Dynamics 365 Finance & Operation

The first challenge is getting an instance of Microsoft Dynamics Finance and Operations. This isn’t possible as a consumer, but luckily as a Consultant working on an D365-FO project, I was able to access LifeCycle Services and download the VM.

Once I downloaded Microsoft Dynamics Finance and Operations (10.0) Virtual Machine from LifeCycle Services. The VM is built with Hyper-V, however the second challenge for me was to convert the VM to a Vmware ESXi supported VM. This was easily accomplished using the StarWind V2V Converter.

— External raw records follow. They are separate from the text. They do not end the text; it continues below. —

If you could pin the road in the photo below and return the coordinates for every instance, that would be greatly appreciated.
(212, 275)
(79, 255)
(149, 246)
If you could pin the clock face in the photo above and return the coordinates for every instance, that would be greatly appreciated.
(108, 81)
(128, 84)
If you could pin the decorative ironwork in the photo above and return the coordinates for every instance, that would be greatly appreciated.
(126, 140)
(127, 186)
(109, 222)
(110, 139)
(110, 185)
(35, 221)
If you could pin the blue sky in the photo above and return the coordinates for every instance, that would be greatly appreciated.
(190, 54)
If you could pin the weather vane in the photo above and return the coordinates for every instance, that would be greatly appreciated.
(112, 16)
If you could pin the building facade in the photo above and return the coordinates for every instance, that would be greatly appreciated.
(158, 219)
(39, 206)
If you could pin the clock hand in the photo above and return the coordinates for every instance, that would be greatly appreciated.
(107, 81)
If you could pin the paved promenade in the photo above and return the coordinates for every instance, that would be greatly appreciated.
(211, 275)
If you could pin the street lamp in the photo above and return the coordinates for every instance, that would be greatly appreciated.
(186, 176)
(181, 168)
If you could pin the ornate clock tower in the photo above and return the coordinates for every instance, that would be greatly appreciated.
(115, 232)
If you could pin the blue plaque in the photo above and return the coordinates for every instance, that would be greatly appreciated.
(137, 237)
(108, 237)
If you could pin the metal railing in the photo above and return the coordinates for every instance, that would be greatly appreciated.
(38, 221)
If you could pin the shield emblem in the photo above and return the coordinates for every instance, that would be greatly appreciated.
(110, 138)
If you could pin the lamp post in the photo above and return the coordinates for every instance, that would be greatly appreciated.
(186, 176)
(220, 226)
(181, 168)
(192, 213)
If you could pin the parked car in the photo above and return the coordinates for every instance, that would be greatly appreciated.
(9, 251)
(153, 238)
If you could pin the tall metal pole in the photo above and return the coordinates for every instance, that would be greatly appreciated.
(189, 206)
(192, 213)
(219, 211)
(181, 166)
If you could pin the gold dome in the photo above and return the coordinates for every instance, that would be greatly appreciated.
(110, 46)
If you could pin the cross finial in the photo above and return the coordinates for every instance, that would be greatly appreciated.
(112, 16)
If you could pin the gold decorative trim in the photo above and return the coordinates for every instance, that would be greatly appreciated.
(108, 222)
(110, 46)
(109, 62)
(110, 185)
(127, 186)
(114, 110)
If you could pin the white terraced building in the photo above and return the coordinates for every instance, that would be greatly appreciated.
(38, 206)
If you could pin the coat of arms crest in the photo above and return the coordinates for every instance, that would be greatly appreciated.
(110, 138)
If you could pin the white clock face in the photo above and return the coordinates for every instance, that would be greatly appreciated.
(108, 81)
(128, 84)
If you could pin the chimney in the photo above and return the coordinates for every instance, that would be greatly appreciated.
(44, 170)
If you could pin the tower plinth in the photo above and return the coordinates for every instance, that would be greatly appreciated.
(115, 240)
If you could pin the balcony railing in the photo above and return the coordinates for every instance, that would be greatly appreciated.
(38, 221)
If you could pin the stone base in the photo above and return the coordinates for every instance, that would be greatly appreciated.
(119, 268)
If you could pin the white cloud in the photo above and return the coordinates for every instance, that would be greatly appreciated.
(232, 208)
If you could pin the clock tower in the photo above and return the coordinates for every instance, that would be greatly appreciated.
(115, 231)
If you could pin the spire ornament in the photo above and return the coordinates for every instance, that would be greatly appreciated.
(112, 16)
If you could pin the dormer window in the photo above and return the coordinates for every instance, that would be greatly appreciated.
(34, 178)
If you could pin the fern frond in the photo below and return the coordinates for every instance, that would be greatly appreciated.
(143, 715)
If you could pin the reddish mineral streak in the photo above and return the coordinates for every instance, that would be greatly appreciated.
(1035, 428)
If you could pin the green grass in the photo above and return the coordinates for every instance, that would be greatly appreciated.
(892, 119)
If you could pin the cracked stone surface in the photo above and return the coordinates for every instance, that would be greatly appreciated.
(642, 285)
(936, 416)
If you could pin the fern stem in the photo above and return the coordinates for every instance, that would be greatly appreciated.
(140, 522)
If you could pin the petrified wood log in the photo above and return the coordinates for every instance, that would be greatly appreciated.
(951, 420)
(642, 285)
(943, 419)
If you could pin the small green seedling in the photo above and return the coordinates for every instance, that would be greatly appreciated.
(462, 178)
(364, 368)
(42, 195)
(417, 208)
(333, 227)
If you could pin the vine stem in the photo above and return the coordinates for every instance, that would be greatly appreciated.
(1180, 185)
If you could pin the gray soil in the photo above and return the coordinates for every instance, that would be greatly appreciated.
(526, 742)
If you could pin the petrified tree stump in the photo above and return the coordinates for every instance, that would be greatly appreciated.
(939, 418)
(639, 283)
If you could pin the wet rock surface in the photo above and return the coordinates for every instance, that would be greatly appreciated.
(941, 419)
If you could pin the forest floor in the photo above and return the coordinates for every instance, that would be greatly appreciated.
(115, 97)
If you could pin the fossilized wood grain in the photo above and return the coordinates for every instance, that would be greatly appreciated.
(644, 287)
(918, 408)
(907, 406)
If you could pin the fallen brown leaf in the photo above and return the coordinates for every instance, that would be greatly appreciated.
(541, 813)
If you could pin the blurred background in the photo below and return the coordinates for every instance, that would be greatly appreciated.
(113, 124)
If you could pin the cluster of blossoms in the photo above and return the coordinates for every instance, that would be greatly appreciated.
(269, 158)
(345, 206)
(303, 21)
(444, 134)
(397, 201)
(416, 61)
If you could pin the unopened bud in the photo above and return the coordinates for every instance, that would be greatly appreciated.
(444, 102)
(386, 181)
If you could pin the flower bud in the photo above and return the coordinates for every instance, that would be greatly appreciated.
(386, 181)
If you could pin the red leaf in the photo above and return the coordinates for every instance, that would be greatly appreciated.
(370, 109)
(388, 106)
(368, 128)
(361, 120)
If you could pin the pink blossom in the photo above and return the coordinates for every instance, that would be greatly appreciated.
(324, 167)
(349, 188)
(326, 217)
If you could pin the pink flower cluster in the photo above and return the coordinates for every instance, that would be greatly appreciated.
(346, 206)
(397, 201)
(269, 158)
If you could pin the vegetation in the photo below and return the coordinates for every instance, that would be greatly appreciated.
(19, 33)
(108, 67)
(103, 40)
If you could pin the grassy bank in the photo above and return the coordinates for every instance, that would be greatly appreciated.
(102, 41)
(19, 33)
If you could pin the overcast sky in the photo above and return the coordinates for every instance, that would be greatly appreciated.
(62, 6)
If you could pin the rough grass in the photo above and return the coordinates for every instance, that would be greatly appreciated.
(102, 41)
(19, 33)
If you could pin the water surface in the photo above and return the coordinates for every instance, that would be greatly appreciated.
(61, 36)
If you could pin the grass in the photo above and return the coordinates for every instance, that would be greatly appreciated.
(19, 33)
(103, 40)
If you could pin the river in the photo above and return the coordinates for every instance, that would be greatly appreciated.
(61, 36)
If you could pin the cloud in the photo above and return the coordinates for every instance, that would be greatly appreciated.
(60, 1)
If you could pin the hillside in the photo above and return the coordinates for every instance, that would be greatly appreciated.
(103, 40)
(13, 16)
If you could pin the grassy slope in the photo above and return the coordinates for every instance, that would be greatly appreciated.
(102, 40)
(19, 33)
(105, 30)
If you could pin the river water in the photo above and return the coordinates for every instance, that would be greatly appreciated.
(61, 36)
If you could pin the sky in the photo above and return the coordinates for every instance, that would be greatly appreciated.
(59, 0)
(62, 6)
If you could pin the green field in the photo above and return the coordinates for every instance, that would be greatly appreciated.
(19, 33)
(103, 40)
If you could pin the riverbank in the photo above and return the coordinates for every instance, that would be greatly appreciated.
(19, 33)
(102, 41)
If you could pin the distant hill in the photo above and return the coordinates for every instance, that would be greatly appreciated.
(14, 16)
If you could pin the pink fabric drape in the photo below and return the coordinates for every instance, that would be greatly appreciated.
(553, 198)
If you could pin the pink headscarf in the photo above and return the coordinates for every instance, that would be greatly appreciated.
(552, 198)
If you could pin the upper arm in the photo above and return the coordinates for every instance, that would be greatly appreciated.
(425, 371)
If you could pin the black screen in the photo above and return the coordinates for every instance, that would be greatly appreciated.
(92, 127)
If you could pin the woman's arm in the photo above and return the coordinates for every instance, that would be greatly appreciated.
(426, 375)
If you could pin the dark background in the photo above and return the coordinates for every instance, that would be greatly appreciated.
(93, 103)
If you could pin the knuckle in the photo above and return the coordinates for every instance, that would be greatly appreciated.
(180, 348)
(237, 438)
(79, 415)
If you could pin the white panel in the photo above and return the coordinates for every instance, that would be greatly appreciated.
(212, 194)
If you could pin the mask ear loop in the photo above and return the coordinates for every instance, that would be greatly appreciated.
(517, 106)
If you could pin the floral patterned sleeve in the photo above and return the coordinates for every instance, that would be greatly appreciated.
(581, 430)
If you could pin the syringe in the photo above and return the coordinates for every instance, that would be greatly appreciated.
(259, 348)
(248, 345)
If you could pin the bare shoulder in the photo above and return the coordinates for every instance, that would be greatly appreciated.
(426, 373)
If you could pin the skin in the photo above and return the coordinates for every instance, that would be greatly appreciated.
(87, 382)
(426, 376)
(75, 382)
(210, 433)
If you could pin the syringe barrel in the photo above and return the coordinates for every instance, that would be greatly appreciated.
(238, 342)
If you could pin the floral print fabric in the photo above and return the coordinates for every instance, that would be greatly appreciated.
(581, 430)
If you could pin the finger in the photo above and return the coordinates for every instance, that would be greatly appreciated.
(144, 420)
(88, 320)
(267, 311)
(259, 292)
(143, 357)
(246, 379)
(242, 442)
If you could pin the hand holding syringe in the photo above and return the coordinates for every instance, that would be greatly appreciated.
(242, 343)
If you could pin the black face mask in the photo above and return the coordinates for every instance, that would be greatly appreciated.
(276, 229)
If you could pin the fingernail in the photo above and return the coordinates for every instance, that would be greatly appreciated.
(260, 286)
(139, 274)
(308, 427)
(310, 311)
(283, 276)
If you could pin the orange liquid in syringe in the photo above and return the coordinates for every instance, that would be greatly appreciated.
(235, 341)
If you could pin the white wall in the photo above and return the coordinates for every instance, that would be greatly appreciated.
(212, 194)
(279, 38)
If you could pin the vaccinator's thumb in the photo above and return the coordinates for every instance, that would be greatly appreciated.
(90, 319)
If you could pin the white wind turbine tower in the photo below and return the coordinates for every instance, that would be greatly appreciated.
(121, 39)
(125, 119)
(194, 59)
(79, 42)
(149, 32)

Once the VM was loaded and running, the first step was to determine where the User table in D365 FO exists. This is actually quite a simple task. For example, if you wanted to find the Customer table name then you would Right-Click on a View, go to ‘Form Information‘.

Clicking on the CustTable menu item will reveal a panel, where clicking on the Administration tab will reveal the Query that is run to display the view. In this case the SQL table is called CustTable.

In my case I need the User table: USERINFO. Logging in via SQL Server Management Studio and running the following query:

SELECT * FROM dbo.USERINFO

Reveals the following list in SQL Server Management Studio.

This is the list I want to track and report in Power BI. Now it’s time to move into orchestrating the workload in Azure Data Factory.

Azure Data Factory Setup

Creating the Data Factory resource is relatively a straight forward task. I wont go into this. At the time of writing I opted for the V2 Data Factory resource, mainly because of the Self-hosted Integration Runtime. The other point to remember is Access Control.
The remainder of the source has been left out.